Commit e900a918 authored by Dan Williams's avatar Dan Williams Committed by Linus Torvalds
Browse files

mm: shuffle initial free memory to improve memory-side-cache utilization

Patch series "mm: Randomize free memory", v10.

This patch (of 3):

Randomization of the page allocator improves the average utilization of
a direct-mapped memory-side-cache.  Memory side caching is a platform
capability that Linux has been previously exposed to in HPC
(high-performance computing) environments on specialty platforms.  In
that instance it was a smaller pool of high-bandwidth-memory relative to
higher-capacity / lower-bandwidth DRAM.  Now, this capability is going
to be found on general purpose server platforms where DRAM is a cache in
front of higher latency persistent memory [1].

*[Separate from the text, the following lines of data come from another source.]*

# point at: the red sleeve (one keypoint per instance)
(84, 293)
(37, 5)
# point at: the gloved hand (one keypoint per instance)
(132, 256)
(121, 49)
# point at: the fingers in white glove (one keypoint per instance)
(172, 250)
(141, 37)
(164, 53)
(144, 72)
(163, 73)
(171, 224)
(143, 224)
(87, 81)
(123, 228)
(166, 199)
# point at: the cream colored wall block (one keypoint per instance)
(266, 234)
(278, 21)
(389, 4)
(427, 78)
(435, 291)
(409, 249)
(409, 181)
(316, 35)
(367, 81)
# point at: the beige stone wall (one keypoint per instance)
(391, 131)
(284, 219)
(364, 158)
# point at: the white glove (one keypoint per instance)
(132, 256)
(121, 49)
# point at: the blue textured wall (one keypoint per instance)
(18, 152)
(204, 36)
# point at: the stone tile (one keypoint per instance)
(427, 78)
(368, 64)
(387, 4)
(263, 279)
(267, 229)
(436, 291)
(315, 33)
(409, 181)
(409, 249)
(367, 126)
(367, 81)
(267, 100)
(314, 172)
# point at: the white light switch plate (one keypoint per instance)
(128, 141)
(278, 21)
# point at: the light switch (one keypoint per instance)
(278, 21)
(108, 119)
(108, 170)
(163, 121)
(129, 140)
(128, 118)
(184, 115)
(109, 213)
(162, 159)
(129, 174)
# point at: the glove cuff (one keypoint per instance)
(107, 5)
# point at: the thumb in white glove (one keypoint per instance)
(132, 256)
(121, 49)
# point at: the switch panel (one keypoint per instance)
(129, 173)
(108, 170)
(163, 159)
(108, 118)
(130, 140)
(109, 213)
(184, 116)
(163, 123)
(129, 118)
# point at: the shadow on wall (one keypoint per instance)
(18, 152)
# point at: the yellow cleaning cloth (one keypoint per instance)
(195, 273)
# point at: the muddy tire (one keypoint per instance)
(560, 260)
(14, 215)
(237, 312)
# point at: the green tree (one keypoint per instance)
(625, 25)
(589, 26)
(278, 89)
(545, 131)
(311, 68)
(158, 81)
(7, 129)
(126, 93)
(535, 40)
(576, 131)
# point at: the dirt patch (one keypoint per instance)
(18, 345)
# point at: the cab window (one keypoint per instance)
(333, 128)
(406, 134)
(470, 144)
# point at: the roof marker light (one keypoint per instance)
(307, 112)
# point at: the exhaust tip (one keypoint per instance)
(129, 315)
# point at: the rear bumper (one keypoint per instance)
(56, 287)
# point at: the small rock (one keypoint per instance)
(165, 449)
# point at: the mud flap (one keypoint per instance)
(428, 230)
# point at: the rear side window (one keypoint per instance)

Robert offered an explanation of the state of the art of Linux
interactions with memory-side-caches [2], and I copy it here:

    It's been a problem in the HPC space:

    A kernel module called zonesort is available to try to help:

    and this abandoned patch series proposed that for the kernel:

    Dan's patch series doesn't attempt to ensure buffers won't conflict, but
    also reduces the chance that the buffers will. This will make performance
    more consistent, albeit slower than "optimal" (which is near impossible
    to attain in a general-purpose kernel).  That's better than forcing
    users to deploy remedies like:
        "To eliminate this gradual degradation, we have added a Stream
         measurement to the Node Health Check that follows each job;
         nodes are rebooted whenever their measured memory bandwidth
         falls below 300 GB/s."

A replacement for zonesort was merged upstream in commit cc9aec03
("x86/numa_emulation: Introduce uniform split capability").  With this
numa_emulation capability, memory can be split into cache sized
("near-memory" sized) numa nodes.  A bind operation to such a node, and
disabling workloads on other nodes, enables full cache performance.
However, once the workload exceeds the cache size then cache conflicts
are unavoidable.  While HPC environments might be able to tolerate
time-scheduling of cache sized workloads, for general purpose server
platforms, the oversubscribed cache case will be the common case.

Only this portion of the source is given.